2. Helping Kids Cope

No matter how old your children are, they'll need help coping with the impending death of a grandparent. Younger children may need to be reminded that death is final and their grandparent won't be coming back once they pass away. Cancer.net advises that one of the best ways to help kids cope is to keep making positive memories while your parent is still alive. If your parent is healthy enough for a trip, consider taking a family vacation. If your parent can't travel, schedule some at-home family gatherings.

3. Making Time to Say Goodbye

Unlike a sudden passing, a terminal-illness diagnosis means you'll have the opportunity to say goodbye properly. If you're holding on to anger, now is the time to make amends. Many families don't take the time to say "I love you" on a regular basis, and now is the best time to make sure your parent knows how much you care.

4. Learning About the Illness

Terminal illnesses can cause concerning physical and mental symptoms. While it'll be difficult to see your parent suffer, it's helpful to educate yourself beforehand so you know what to expect. Discuss the illness with your parent's medical provider to learn more about how their specific condition normally progresses. Not only will this allow you to prepare yourself emotionally, but it will also ensure you know whether a complication or symptom is expected.

5. Researching Hospice Care Options

When a person is terminally ill, hospice care allows the individual to stay in the comfort of home while receiving pain relief and care from a qualified nurse. While you may worry that it's out of the financial reach of your parent, Medicare and other healthcare policies typically offer coverage. Ascension Health reports that hospice care is an option that lets people remain as comfortable as possible as their family gathers to say goodbye.

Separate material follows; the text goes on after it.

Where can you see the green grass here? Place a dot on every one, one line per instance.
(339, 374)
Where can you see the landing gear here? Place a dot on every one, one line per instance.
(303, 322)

6. Providing Emotional Support for Your Parent

You may be worried about how you'll handle your emotions when your parent is terminal, but remember that your parent needs emotional support, too. Even if your mom or dad is ready, dealing with a terminal illness and a definitive end is scary. Be willing to listen to your parent's concerns about death and make it a point to discuss his or her final wishes. Knowing that you're advocating for your parent will help him or her feel at peace with the situation.

The knowledge that your parent will soon pass away is difficult, but you can use the coping methods outlined above to handle your own grief while helping those you love.